DNA Analysis: "of forty cases reviewed, almost half have ended with complete exoneration of the men originally convicted"


Patricia J. Williams writes for The Nation:
Johnnie Earl Lindsey spent twenty-six years in prison for a rape he did not commit. He was convicted based on the victim's misidentification of him from a photograph shown to her a year after the crime occurred. The jury found her perception more credible than the word of Lindsey's supervisor, who had testified that Lindsey had been at work at the time of the assault.
Today's extremely precise technologies for analyzing DNA were not dreamed of two decades ago, when Lindsey was arrested and tried. By ordinary measures, therefore, he had had his day in court. The victim asserted his guilt; he asserted his innocence; a jury of their peers believed that her story was true beyond any reasonable doubt.
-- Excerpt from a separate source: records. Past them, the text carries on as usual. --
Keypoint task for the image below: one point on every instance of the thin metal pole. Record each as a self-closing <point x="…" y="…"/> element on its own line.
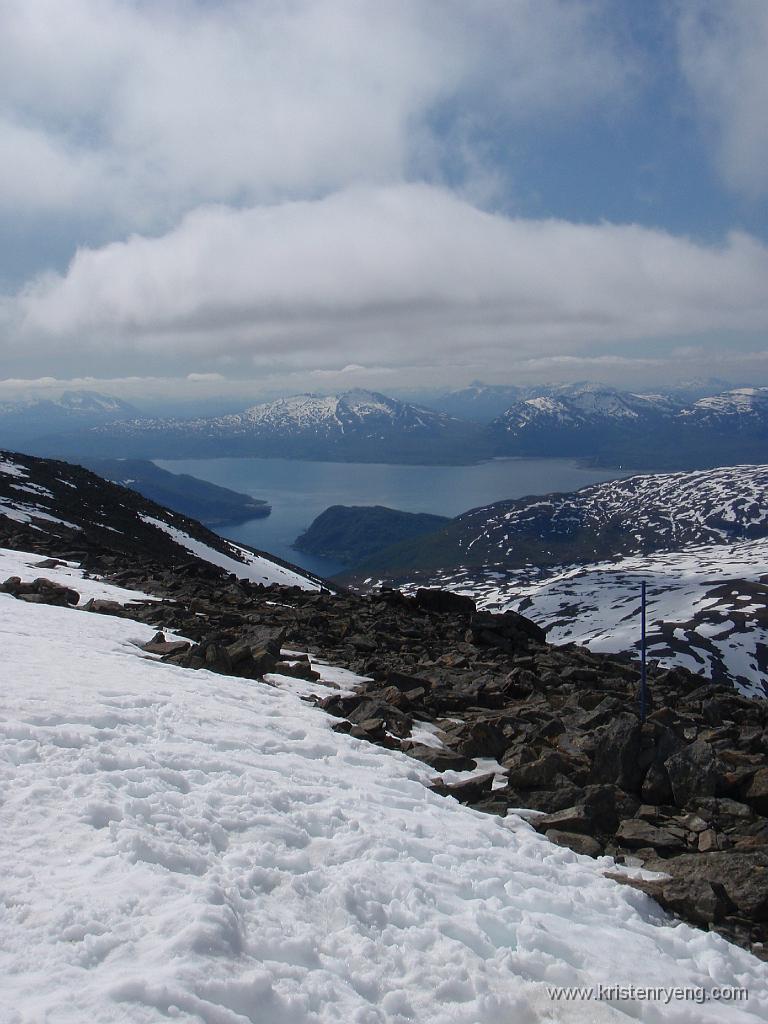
<point x="643" y="674"/>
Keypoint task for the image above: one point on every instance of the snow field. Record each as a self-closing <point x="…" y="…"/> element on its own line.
<point x="180" y="845"/>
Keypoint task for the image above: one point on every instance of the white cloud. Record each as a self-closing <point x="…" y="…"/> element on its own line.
<point x="724" y="58"/>
<point x="138" y="112"/>
<point x="390" y="274"/>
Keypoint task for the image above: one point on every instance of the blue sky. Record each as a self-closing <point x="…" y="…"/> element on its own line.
<point x="282" y="195"/>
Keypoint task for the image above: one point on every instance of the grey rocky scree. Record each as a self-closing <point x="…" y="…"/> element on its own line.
<point x="684" y="793"/>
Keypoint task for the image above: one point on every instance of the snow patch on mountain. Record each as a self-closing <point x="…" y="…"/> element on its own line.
<point x="649" y="511"/>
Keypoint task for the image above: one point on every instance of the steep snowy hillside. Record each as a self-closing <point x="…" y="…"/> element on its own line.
<point x="56" y="508"/>
<point x="27" y="420"/>
<point x="356" y="424"/>
<point x="634" y="515"/>
<point x="182" y="845"/>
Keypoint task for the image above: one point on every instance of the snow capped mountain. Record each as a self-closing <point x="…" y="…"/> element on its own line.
<point x="69" y="406"/>
<point x="636" y="429"/>
<point x="736" y="409"/>
<point x="366" y="413"/>
<point x="56" y="507"/>
<point x="357" y="424"/>
<point x="707" y="606"/>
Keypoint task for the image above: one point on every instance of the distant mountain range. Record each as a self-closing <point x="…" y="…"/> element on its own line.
<point x="674" y="429"/>
<point x="27" y="419"/>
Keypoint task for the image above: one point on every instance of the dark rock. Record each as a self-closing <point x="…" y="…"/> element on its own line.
<point x="574" y="841"/>
<point x="693" y="772"/>
<point x="102" y="607"/>
<point x="469" y="792"/>
<point x="439" y="759"/>
<point x="617" y="753"/>
<point x="444" y="601"/>
<point x="297" y="670"/>
<point x="636" y="834"/>
<point x="757" y="792"/>
<point x="743" y="877"/>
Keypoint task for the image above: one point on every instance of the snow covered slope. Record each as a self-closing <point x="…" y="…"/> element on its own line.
<point x="52" y="506"/>
<point x="179" y="845"/>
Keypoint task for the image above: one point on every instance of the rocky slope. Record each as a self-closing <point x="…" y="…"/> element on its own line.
<point x="506" y="720"/>
<point x="707" y="606"/>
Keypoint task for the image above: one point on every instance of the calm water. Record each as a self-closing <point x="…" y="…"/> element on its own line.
<point x="300" y="491"/>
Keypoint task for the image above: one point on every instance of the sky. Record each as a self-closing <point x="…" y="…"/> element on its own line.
<point x="221" y="197"/>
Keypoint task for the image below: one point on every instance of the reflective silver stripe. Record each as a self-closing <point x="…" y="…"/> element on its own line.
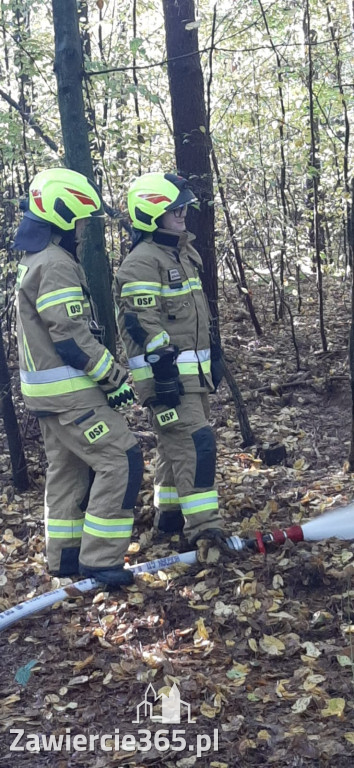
<point x="51" y="374"/>
<point x="137" y="362"/>
<point x="188" y="356"/>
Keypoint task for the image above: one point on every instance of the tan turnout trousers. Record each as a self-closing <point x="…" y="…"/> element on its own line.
<point x="185" y="468"/>
<point x="75" y="441"/>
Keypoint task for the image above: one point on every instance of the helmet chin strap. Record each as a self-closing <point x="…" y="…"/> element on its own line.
<point x="67" y="240"/>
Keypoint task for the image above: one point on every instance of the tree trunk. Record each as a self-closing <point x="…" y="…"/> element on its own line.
<point x="192" y="144"/>
<point x="316" y="178"/>
<point x="18" y="461"/>
<point x="69" y="72"/>
<point x="192" y="147"/>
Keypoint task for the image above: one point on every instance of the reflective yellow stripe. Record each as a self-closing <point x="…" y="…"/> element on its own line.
<point x="199" y="502"/>
<point x="193" y="284"/>
<point x="107" y="528"/>
<point x="57" y="387"/>
<point x="28" y="357"/>
<point x="72" y="293"/>
<point x="102" y="367"/>
<point x="65" y="529"/>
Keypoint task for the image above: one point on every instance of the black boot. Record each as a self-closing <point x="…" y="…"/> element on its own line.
<point x="171" y="522"/>
<point x="117" y="576"/>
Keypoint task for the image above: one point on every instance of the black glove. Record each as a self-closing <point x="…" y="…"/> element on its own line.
<point x="217" y="369"/>
<point x="210" y="539"/>
<point x="168" y="386"/>
<point x="121" y="397"/>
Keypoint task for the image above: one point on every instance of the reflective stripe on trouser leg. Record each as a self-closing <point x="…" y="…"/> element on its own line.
<point x="189" y="445"/>
<point x="168" y="517"/>
<point x="101" y="439"/>
<point x="67" y="481"/>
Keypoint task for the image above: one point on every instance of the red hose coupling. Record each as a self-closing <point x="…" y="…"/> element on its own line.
<point x="279" y="537"/>
<point x="260" y="542"/>
<point x="295" y="533"/>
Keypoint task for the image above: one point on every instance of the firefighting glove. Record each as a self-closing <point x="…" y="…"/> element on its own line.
<point x="119" y="394"/>
<point x="121" y="397"/>
<point x="217" y="369"/>
<point x="211" y="545"/>
<point x="168" y="386"/>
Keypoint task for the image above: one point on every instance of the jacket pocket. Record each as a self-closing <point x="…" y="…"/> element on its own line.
<point x="178" y="309"/>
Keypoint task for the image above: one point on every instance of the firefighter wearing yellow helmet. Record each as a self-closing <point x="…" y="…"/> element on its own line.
<point x="70" y="380"/>
<point x="164" y="323"/>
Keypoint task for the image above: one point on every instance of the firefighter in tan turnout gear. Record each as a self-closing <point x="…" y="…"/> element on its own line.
<point x="164" y="322"/>
<point x="74" y="386"/>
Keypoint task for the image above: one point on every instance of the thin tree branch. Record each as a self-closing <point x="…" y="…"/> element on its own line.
<point x="25" y="116"/>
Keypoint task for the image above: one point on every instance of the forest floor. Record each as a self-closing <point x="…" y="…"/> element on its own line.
<point x="261" y="648"/>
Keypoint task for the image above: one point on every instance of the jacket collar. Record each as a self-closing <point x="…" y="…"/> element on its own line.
<point x="170" y="240"/>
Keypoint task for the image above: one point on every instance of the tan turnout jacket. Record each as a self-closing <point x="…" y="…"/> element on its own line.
<point x="160" y="300"/>
<point x="61" y="363"/>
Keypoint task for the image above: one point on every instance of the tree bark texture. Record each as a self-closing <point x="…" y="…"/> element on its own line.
<point x="192" y="144"/>
<point x="17" y="457"/>
<point x="69" y="72"/>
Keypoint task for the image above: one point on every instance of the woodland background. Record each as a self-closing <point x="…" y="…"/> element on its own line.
<point x="252" y="101"/>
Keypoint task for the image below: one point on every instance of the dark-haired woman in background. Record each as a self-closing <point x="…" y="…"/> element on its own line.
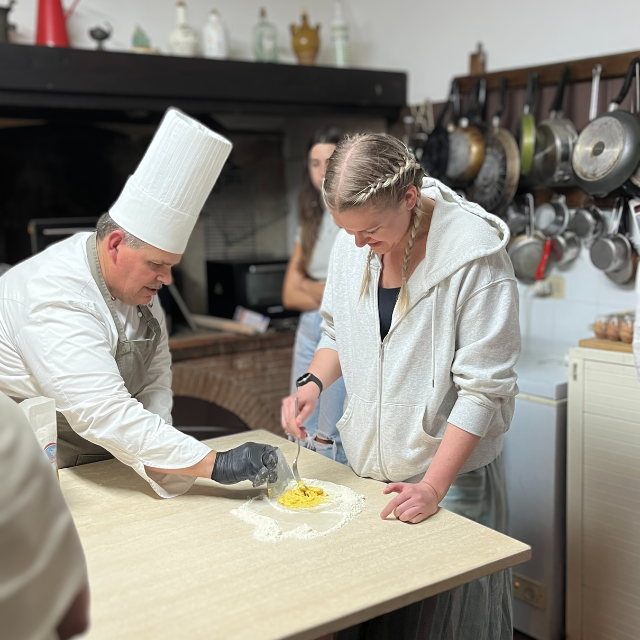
<point x="303" y="289"/>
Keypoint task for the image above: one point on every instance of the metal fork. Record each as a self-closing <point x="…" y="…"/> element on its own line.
<point x="296" y="475"/>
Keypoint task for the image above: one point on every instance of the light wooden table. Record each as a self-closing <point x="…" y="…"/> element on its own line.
<point x="186" y="568"/>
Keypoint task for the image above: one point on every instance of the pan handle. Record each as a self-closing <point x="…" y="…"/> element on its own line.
<point x="545" y="258"/>
<point x="559" y="97"/>
<point x="595" y="92"/>
<point x="443" y="113"/>
<point x="615" y="103"/>
<point x="473" y="103"/>
<point x="532" y="84"/>
<point x="503" y="97"/>
<point x="482" y="100"/>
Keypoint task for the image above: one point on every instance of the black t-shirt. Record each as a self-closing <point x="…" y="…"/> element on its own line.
<point x="387" y="299"/>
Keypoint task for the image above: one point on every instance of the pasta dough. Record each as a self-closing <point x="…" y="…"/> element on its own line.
<point x="303" y="497"/>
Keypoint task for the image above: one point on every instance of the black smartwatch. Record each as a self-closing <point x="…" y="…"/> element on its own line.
<point x="306" y="378"/>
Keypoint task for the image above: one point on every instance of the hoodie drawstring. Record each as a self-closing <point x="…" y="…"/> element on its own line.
<point x="433" y="338"/>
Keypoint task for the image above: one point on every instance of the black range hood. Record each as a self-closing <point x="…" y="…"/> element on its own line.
<point x="40" y="81"/>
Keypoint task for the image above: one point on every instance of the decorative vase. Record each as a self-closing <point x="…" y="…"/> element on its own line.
<point x="183" y="40"/>
<point x="265" y="40"/>
<point x="214" y="37"/>
<point x="5" y="27"/>
<point x="340" y="37"/>
<point x="306" y="41"/>
<point x="140" y="42"/>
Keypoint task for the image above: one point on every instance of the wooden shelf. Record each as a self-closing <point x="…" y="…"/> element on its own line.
<point x="613" y="66"/>
<point x="606" y="345"/>
<point x="43" y="79"/>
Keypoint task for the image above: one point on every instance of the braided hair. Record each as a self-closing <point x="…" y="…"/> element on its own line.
<point x="375" y="169"/>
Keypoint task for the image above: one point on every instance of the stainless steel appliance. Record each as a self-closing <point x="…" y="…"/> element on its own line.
<point x="46" y="231"/>
<point x="535" y="466"/>
<point x="254" y="284"/>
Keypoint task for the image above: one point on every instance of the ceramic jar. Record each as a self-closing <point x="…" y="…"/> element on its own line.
<point x="183" y="40"/>
<point x="265" y="40"/>
<point x="306" y="41"/>
<point x="214" y="38"/>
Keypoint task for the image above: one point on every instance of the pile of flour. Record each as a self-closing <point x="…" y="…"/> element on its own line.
<point x="273" y="522"/>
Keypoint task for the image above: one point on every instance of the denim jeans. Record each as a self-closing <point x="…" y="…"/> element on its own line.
<point x="322" y="422"/>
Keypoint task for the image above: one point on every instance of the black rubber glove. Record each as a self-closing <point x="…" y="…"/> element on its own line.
<point x="250" y="461"/>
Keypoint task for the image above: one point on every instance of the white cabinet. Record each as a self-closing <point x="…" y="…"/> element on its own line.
<point x="603" y="497"/>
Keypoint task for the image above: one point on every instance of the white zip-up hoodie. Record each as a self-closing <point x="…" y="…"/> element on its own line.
<point x="450" y="358"/>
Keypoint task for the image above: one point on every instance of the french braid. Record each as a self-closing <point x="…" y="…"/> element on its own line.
<point x="375" y="169"/>
<point x="416" y="219"/>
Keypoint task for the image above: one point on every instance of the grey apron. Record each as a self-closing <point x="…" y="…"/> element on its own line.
<point x="133" y="358"/>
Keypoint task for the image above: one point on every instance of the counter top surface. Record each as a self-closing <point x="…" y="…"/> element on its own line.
<point x="187" y="568"/>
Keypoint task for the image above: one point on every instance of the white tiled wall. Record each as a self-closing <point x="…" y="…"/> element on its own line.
<point x="588" y="293"/>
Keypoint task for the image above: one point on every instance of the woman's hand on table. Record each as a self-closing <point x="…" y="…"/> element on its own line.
<point x="414" y="502"/>
<point x="307" y="396"/>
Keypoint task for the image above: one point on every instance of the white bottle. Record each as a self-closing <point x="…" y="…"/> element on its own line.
<point x="340" y="37"/>
<point x="215" y="38"/>
<point x="183" y="40"/>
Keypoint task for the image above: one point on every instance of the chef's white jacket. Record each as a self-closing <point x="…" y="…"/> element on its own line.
<point x="42" y="565"/>
<point x="58" y="339"/>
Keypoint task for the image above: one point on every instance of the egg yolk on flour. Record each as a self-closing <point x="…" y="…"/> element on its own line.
<point x="303" y="497"/>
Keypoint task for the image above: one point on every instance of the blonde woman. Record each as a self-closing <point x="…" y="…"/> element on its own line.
<point x="420" y="317"/>
<point x="303" y="288"/>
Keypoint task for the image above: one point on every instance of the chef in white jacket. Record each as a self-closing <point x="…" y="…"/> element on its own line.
<point x="80" y="323"/>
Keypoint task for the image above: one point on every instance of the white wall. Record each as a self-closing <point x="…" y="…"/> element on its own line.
<point x="588" y="294"/>
<point x="431" y="40"/>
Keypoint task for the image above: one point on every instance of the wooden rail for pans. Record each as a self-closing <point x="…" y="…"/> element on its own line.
<point x="613" y="66"/>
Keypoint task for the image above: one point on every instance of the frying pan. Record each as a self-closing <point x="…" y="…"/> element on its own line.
<point x="466" y="142"/>
<point x="608" y="149"/>
<point x="555" y="139"/>
<point x="530" y="252"/>
<point x="527" y="134"/>
<point x="497" y="181"/>
<point x="435" y="153"/>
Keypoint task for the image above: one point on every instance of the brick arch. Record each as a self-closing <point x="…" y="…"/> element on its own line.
<point x="249" y="385"/>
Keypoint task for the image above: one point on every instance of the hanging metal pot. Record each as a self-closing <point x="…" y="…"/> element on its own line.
<point x="530" y="252"/>
<point x="495" y="185"/>
<point x="587" y="224"/>
<point x="565" y="248"/>
<point x="527" y="135"/>
<point x="516" y="219"/>
<point x="466" y="142"/>
<point x="552" y="218"/>
<point x="435" y="153"/>
<point x="613" y="251"/>
<point x="555" y="139"/>
<point x="608" y="149"/>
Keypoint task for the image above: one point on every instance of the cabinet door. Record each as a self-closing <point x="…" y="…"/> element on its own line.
<point x="604" y="502"/>
<point x="575" y="413"/>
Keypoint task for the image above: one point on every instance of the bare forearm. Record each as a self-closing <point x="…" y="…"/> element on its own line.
<point x="455" y="449"/>
<point x="326" y="366"/>
<point x="202" y="469"/>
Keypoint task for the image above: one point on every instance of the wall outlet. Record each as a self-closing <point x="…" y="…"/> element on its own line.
<point x="557" y="287"/>
<point x="552" y="287"/>
<point x="529" y="591"/>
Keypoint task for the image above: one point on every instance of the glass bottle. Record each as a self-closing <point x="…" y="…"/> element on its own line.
<point x="214" y="37"/>
<point x="340" y="37"/>
<point x="265" y="40"/>
<point x="183" y="40"/>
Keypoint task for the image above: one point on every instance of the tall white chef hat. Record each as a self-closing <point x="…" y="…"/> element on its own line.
<point x="163" y="198"/>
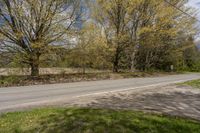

As a formal matter, the conviction withstands the requirements of due process, no reason to look back.
Luckily, Johnnie Earl Lindsey's case fell within the jurisdiction of Dallas County District Attorney Craig Watkins. Watkins, who in 2008 became Dallas's first black district attorney, inaugurated a unit within his office in conjunction with the Innocence Project of Texas to re-examine the forensic material in closed cases using improved methods of DNA analysis. The results have been nothing short of stunning: of forty cases reviewed, almost half have ended with complete exoneration of the men originally convicted--nineteen men who lost an average of twenty years each while wrongly imprisoned.